Let’s face it: By this point, we are all well aware that Dartmouth’s House system is in dire need of repair. Especially in the wake of the new residential access policy preventing students from accessing dorms outside their House system, it’s hard to enter into a conversation on campus without hearing some complaint about the House system. Yet, despite the go-getter and self-starter attitudes of Dartmouth students, I haven’t been hearing many proposed solutions. Of course, there is the petition to restore students’ access to dorms, but what about the deeper problems perturbing the College’s idealized House system? We need a way to fight the entrenched inequality between the Houses and turn the House system into a source of pride among students, instead of an object of ridicule.
Instead of eradicating the House system altogether, the best compromise between students and the College administration would be to work together to combat small inequalities from the bottom up. From discrepancies in dorm quality to disparities in school spirit, the Houses vary dramatically, but it must be said that the College is taking steps to make the Houses more equal. South House first-years, for example, are now living in the Fayerweathers before being subjected to the isolation of the Lodge dorm. However, there are still many inequalities between Houses that must be addressed. Moreover, the remedies for these inequalities do not have to be as extensive or time-consuming as reallocating freshmen to a better quality dorm to make up for the expected lesser dorm quality they will experience as an upperclassmen.
For example, I’ve often heard my fellow South House students gripe about the disparity in free gear handed out to students. At first, one might think it ridiculous and out-of-line for students to complain about receiving free gifts of clothing. But the problem extends beyond the material nature of the gear to feeling disconnected from the House communities that give away this gear. Carrying a coffee mug with a House name on it or wearing a scarf are simple but visible manifestations of a “buy-in” to these communities. Clothing is a projection of identity, and regularly donning this clothing or accesory with a House community name on it will reinforce this outward display of connectedness to the House and help spur others to embrace their own House communities. It is also a way to find and meet other members of one’s House community — the people who one might attend House events with and potential future roommates. Though it may sound like a trivial topic, gear is an important way to foster community and feel like one belongs to it.
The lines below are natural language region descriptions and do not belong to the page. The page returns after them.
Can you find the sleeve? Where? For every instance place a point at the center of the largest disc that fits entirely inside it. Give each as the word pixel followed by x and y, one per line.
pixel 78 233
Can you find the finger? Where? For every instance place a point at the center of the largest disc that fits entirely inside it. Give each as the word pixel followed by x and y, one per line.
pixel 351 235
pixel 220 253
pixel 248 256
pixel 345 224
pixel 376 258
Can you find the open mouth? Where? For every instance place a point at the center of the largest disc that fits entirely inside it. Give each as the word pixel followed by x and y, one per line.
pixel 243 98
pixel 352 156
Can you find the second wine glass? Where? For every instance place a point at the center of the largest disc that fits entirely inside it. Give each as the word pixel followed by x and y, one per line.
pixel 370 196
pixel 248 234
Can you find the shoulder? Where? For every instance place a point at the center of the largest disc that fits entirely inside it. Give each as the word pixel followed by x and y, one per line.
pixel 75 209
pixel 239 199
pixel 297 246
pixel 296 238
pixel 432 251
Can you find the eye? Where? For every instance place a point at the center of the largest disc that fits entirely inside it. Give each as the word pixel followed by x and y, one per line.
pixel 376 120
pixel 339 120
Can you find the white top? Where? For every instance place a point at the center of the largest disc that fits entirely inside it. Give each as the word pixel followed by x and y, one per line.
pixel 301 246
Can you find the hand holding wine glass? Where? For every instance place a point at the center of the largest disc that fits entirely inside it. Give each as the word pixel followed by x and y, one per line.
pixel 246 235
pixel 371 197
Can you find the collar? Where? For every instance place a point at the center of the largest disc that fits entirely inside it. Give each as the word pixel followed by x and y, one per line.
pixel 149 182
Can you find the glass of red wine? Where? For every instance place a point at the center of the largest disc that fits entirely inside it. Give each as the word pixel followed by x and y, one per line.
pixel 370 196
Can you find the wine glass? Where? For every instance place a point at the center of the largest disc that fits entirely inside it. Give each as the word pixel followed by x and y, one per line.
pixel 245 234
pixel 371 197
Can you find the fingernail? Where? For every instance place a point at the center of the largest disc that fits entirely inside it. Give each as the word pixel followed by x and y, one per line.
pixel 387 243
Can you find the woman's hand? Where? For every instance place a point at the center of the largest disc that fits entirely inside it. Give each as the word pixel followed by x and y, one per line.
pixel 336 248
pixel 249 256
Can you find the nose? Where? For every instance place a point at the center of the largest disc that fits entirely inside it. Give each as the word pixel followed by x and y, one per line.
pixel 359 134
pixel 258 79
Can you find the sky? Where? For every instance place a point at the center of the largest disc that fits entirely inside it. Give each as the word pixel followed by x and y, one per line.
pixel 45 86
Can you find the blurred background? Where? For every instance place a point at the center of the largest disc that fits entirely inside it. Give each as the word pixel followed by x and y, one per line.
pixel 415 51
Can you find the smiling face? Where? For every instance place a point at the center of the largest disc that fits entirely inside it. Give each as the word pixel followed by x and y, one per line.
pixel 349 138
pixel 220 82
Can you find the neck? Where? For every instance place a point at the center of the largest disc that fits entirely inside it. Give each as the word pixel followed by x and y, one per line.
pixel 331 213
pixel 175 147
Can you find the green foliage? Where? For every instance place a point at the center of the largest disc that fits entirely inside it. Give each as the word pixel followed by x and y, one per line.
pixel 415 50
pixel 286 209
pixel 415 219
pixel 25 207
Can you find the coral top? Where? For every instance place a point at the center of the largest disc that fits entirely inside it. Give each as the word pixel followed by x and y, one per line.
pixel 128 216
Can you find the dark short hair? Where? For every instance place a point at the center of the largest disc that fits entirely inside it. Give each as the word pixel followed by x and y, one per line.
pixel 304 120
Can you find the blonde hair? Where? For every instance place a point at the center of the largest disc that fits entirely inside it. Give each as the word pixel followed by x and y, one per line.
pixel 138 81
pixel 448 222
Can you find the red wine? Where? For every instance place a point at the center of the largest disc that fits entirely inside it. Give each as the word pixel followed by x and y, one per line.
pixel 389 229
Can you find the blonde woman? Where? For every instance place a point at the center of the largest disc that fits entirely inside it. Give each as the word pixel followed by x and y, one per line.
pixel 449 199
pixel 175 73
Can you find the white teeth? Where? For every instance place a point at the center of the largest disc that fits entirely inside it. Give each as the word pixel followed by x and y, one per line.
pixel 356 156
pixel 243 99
In that vein, this fall, School House residents received a bright blue crewneck, while members of other Houses did not. Along with its prime real estate along Mass Row, this made it hard for members of other Houses to deny the circulation of claims I have heard that School House was the ‘best’ House. Though I am aware that the disparity in House gear likely stems from choices made by the House leadership teams, the lack of standardization of the quantity and quality of ‘swag’ distributed among the Houses unnecessarily plays into the informal ranking system that has befallen the Houses. And this ranking is problematic because it makes students less connected to their House, which may make residents less willing to compete in intramural teams for their House community, attend events sponsored by their House or visit House professors. Fortunately, this lack of standardization is also an easy inequality to remedy.
In order to work toward ameliorating this inequity between the Houses, we should set up House-wide guidelines to standardize when gear is handed out and what type of gear it is. That way, instead of swimming in a sea of light blue crewnecks emblazoned with the word ‘School,’ we might get to see some purple, orange or black thrown in the mix.
These guidelines would not only help to promote a sense of pride in one’s House community, but also a sense of unity among the Houses and the Dartmouth student community at large by making sure each student had the same type of crewneck, water bottle or drawstring backpack.
Of course, clothing can’t turn the House system into a celebrated aspect of Dartmouth culture overnight. Nonetheless, it’s a good first step on the pathway to ensuring that the Houses are perceived equally by students and to encouraging House pride.